– Всё так, – прошептала Марлена, – просто я хочу хоть раз рассмотреть тебя.
Гил замер, не зная чего ещё от неё ждать, но не мог не признать, что её интерес обласкал его самолюбие не хуже, чем нежные, не знающие тяжёлого труда пальчики.
Она прошлась ими по его узким бёдрам, изучила руками рельеф косой мышцы, берущей своё начало у паха и поднимающейся к животу, чуть впалому, может излишне худому для мужчины, но кажется приглянувшемуся Марлене, потому что она резко села на постели и уткнулась носом в его пресс. Шумно втянула его запах, а потом стала прокладывать дорожку из поцелуев, но не вниз, как надеялся Гил, а вверх, к чуть выступавшим грудным мышцам, к упругим плечам…
– Та красив, как Бог, – шептала она. – Молод, безрассуден и красив. Как же ты красив, Гил! – воскликнула она, и сталкер уловил в её голосе тоску. – Я бы хотела ненавидеть тебя, но нет, это невозможно, потому что ты лишаешь меня контроля. Мне уже плевать на мужа, мне плевать на орден, на Бастара, который может поймать меня тут. Мне на всё плевать, кроме тебя, Гил!
Она подняла на него влажные глаза, ресницы её подрагивали и в них, как тогда на празднике урожая, путался свет одинокой волшебной лампы, оставленной им гореть всё то время, пока он торчал в алтарном зале.
Гил склонился и собрал каждую солёную каплю с её щёк, раскрыл её губы своими и стал жадно вбирать в себя её вздохи. Она стонала, выхрипывая его имя, и, не стесняясь, просила взять её как можно скорее. Умоляла соединиться с ней, пока он ласкал пальцами её увлажнённые желанием складки.
Самого Гила уже трясло от возбуждения, пах сводило судорогой, и он сдерживался из последних сил. Но власть над ней оказалась настолько сладкой, а её покорность и мольбы такими головокружительными, что он был уверен, что получит разрядку от одного лишь стона Марлены. Но вот она не выдержала и, схватив его за стоящую колом плоть, одним рывком вогнала в себя, прокричав его имя так громко, что он испугался, что их услышат. Правда тут же он позабыл и об опасности, и об ордене с его анархизмами, и о воюющих демиургах.

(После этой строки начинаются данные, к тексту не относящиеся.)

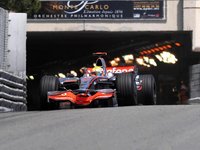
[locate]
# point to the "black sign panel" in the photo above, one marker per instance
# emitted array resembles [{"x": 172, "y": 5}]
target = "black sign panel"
[{"x": 100, "y": 10}]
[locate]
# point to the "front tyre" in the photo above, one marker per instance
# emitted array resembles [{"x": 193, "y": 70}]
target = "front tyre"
[
  {"x": 126, "y": 89},
  {"x": 147, "y": 96}
]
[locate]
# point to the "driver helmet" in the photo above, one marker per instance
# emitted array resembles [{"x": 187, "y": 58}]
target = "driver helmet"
[{"x": 98, "y": 70}]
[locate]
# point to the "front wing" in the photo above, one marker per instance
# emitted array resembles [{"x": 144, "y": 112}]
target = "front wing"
[{"x": 77, "y": 97}]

Если это были последние часы этого мира, то он тратил их на самое важное, что когда-либо было в его жизни – он тратил их на женщину, сумевшую завладеть его сердцем.
Гил двигался нарочито медленно, хотел продлить удовольствие, хотел доставить Марлене истинное блаженство, хотел излить в неё не только то, что обычно изливают в женское лоно, но и всю свою нежность, всю трепетность, разрывающую его сердце, когда он смотрел в её глаза.
Она не подгоняла его, как делала это раньше, она тоже пыталась поделиться с ним чем-то большим, чем её восхитительное тело. Марлена лежала поперёк кровати, принимая ласки Гила, и гладила его упругий живот, а он мял её груди, и теребил крохотную горошину меж разведённых ног, отчего она задыхалась в приступе несказанного удовольствия. Глаза её периодически закатывались к потолку, но она снова и снова возвращала их к его лицу. Она изучала его, ловила все отражающиеся на нём перемены, улыбалась, покусывала нижнюю губу и выгибала дугой спину, пока Гил не нашёл в её лоне некую особую тучку и не излил на неё своё возбуждение.
Их стоны были протяжны, они вторили друг другу, заглушая общий гомон, доносящийся из ритуального зала… а потом была минута тишины, минута объятий и её дыхания, согревающего его шею.
Гил был счастлив, счастлив как никогда. Да, что там, он понял, что вообще впервые узнал, что это такое – счастье. Не обладание объектом вожделения, а растворение в нём.
Они отдались мигу блаженства и не заметили, как заснули, так и не расцепив объятий. Они позабыли обо всех опасностях и невзгодах, позабыли, что не принадлежат ни себе, ни друг другу. А когда пробудились, в ритуальном зале было уже тихо. По крайней мере того гомона, что доносился из-за двери кельи, слышно не было. Если там кто-то и остался, то они, вероятно, тоже спали.